On creation and content

posted by Jeff | Tuesday, January 4, 2022, 11:17 PM | comments: 0

I have a somewhat classic education when it comes to the creation of what people today broadly refer to as "content." In high school I worked part-time for the city's government cable access channel, and we made civic minded talk shows and did live city council meetings. In college, I earned a degree in journalism, and double-majored in radio/TV. The latter was more trade school stuff than academic, but it was still formal education. Mixed in with all of that, I got bits and pieces of photography, including one formal college class, and even a class on theatrical lighting. I used all of that for a few years professionally, and certainly the writing is something that has served me all of my life, regardless of occupation. All of it was useful to me, and it certainly influences how I view the creation of media.

The Internet reduced the barrier to entry for distribution of all of these media forms. At first, this was mostly words and pictures, and it was largely self-published a hundred different ways. Finding it was mostly word of mouth, even if they were digital words between people online. It was like the wild west. I benefitted from this by creating a few sites that are still around today. I was already publishing little bits of video by then, and bought my first pro-ish HD camera in 2006. I published video myself, on my own sites, back then using players made with Flash, mostly. The bandwidth was expensive, but I owned the whole process.

Around the same time, YouTube was celebrating its first year, and there was some really great stuff posted there, and also some really terrible things. As you can imagine, someone with my background sees a jump cut and it's like the visual equivalent of nails on a chalkboard. I was skeptical that this was sustainable as a free thing, because of bandwidth costs, but then Google bought it. A few years later, I started hosting video on Vimeo, at my expense, because it seemed like it would be a better sustainable option, but I also shifted some stuff to YouTube because I could link it to my AdSense account (which fuels ads on my sites). I made a few hundred bucks a year off of not that many views, but like the ad serving, I hated relying on Google for it. Sure enough, eventually Google stopped paying out unless you met a certain threshold of view hours and subscribers. They show ads and make money on your stuff regardless.

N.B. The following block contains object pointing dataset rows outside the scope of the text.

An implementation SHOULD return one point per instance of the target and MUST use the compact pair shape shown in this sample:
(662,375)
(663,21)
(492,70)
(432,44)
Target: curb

I think that there are two problems right now, but I think there's potential for them to sort some things out. The first is that platforms have become gatekeepers for stuff people make, and no one is more guilty of that than Google. Contrary to the snowflakes in politics who think they're against anyone, it's all algorithmic gatekeeping. I keep seeing more and more frustrations from people who make really great stuff about that. Some of the complaints are that changes are causing radical alterations in how they get noticed, which can certainly be an issue if they generally get enough traction to make a living at it. The other is that the algorithm seems to favor the channels that are already popular, presumably because they likely bring more engagement.

The back up plan should be that these folks should spend as much time promoting their own, durable domain as they do begging for "like and subscribe!" There are so many ways that an amateur publisher can create a site these days, and they're independent of any corporate platform. If what you're making is valuable, people will continue to seek it out. If not, then it reveals an uncomfortable truth about what you make, that it isn't that special, it's just a means for the platforms to make money from what you do.

The second problem is that people have taken "creator" to mean something that maybe it isn't. Oddly enough, the algorithm has presented me with a number of examples from self-labeled creators questioning if what they're doing is worth it or how fair it is for them to not be noticed and the like. What these folks are making, usually young people, is little more than self-documentation. Showing other people what you do in everyday life is not "content," it's a non-private diary. It's hard enough to be popular in school, the odds of doing it on a global level are not high. I feel like this misunderstanding is going to lead to an entirely new reason for a generation to have low self-esteem. Put it up there with becoming a professional athlete, movie star or famous musician.

This problem, I suspect could burn itself out. I'm surprised at how quickly platforms get popular and then certain cohorts of people get bored with them. I saw an article some weeks ago about the new version of high school hipsters, who don't use social media at all.

Let me explain that I'm excited about the things I might never have seen were it not for platforms. The science folks, and some of the video gear people, I only know because of YouTube. But there are others I know because they wrote stuff to go with their video, and that's why I think owning your own site is key. But all of this ephemeral stuff of no particular importance is barely content, let alone entertainment.

Certainly one of the things that fuels all of this is marketers who want to reach people. I don't think that they actually care about who is making stuff, they just care about reaching the people that they want. When the landscape changes again, they'll move to where ever the people are.

It's interesting to watch, but I am continually astounded at how much time the people making really good stuff spend thinking about how to optimize for algorithms. Their video or articles or whatever should stand on their own for what they are. I can't take anyone seriously who does click-baity things. See: pretty much all of the theme park sites. The journalist in me cringes to read things like, "This Disney attraction was down again today." Cool, just say what it is, because there's no thrill in clicking through to find it was a drinking fountain.